Несколько мгновений он молчал.
— Я тысячи рал смотрел смерти в глаза, сударь, — сказал он вдруг, как-то странно уставившись на меня своим огненным взглядом. — Видел океаны крови, жуткие раны, ужас обстрела картечью. Ничего подобного на Мерештрассе не было. Но ощущение у меня было точно такое же.
Они с Копкой не нашли никаких следов насилия, ничего, что указывало бы на то, как убийца нанес coup de grace.[20] Было очевидно, что не естественные причины привели к гибели находящегося перед ними человека.
— Ощущение, Люблинский?
Тело Яна Коннена стояло на коленях, голова опущена на камни. В такой позе мусульмане молятся своему богу, заметил Люблинский. Ничего не узнав в ходе осмотра трупа, они обратили все внимание на женщину. Повитуху, шедшую принимать роды.
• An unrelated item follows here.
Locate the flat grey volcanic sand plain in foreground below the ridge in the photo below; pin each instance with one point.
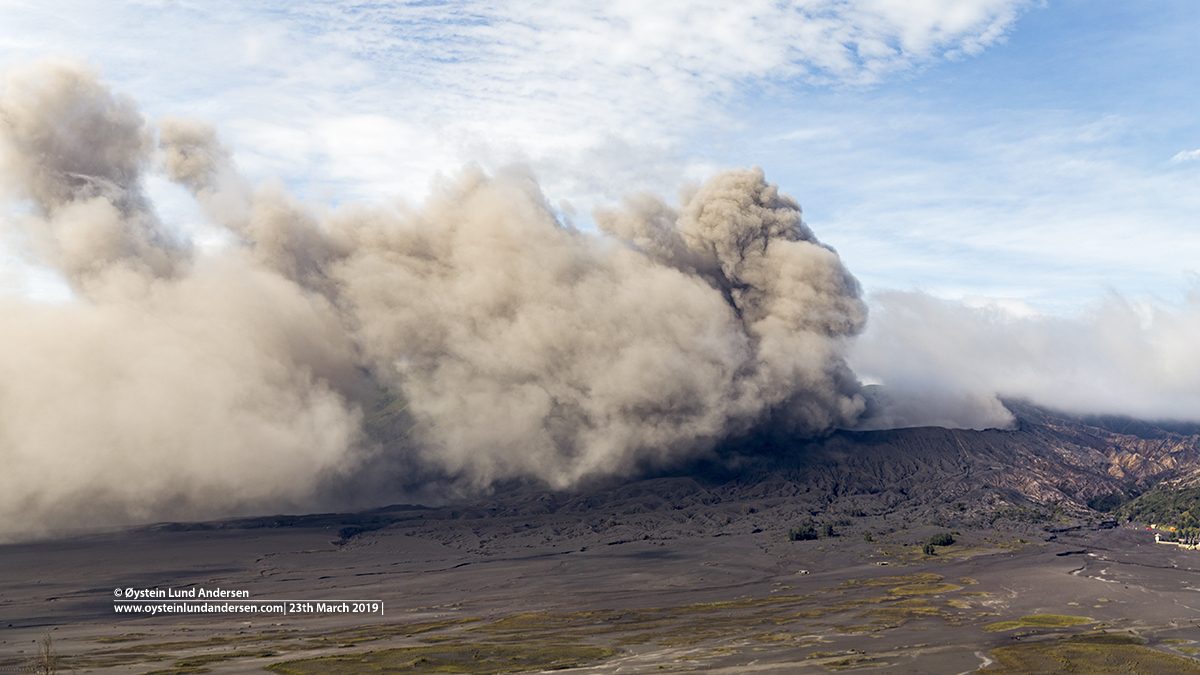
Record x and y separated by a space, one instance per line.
746 601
Женщина отказалась что бы то ни было говорить. Она вся дрожала от страха. И тут у Копки появилась блестящая идея. Он пошел за пинтой джина в ближайший кабачок.
Люблинский замолчал, создавалось впечатление, что он решил хорошенько подумать, прежде чем продолжить.
— Она не была убийцей, сударь. Это ясно.
— Ясно? Почему же?
Он ртом вдохнул воздух, издав какое-то неприятное чмоканье, словно задыхающееся животное.
— Она была до смерти перепугана.
— Как звали женщину?
Снова колебания.
— Мне необходимо знать имя повитухи, — твердо повторил я. — В вашем донесении его не было.
Конфликт разных эмоций еще больше обезобразил и без того уродливое лицо.
— Сокрытие информации считается преступлением, — напомнил я ему.
— Анна, сударь, — сказал он после паузы, продолжавшейся несколько мгновений. — Анна Ростова.
— Она сообщила вам свое имя, пока Копка отсутствовал? — спросил я.
Большие руки Люблинского нервно заметались по куртке. Он стал лихорадочно поправлять пуговицы, одергивать воротник, скатывать и снова раскатывать шапку. Наконец он взглянул на меня и кивнул.